Venturing, licensing, alliances, acquisitions, and spinouts therefore all have critical roles in the innovation mix. Knowing when and how each has its place in the mix and when and how to implement each is the critical knowledge. Learning from the ups and downs of each innovation idea requires more critical thinking about when and how these models apply and—just as importantly—when and how they do not. Applied for the right purposes, at the right time, and in the right ways, all of these tools and tactics can help build a more comprehensive innovation strategy and robust overall innovation portfolio. Rather than chasing the latest "magic bullet" or panacea, managers must understand all the different tools available in their innovation arsenal, when and how to use them, and how to combine all of them for maximum effect. The end game is to be able to assemble and juggle a more dynamically optimal mix of all these innovation options to create and capture value on an ongoing basis.
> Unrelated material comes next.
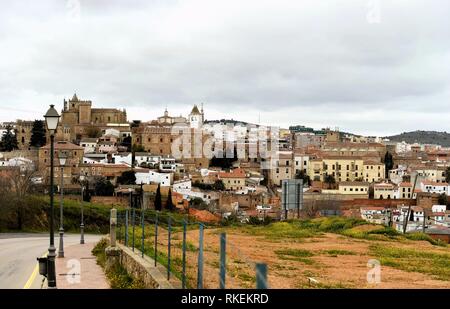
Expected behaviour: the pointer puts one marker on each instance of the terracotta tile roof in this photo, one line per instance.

Much like assembling a good investment portfolio, superior performance does not come from any single innovation approach. Instead, the enduring worth—a successful, sustainable, value-creating company—comes from assembling and managing the complex and evolving mix of tools and tactics necessary to bring innovation to fruition. This is a critical feature of new and emerging models for innovation, a subject to which we return in the final chapter.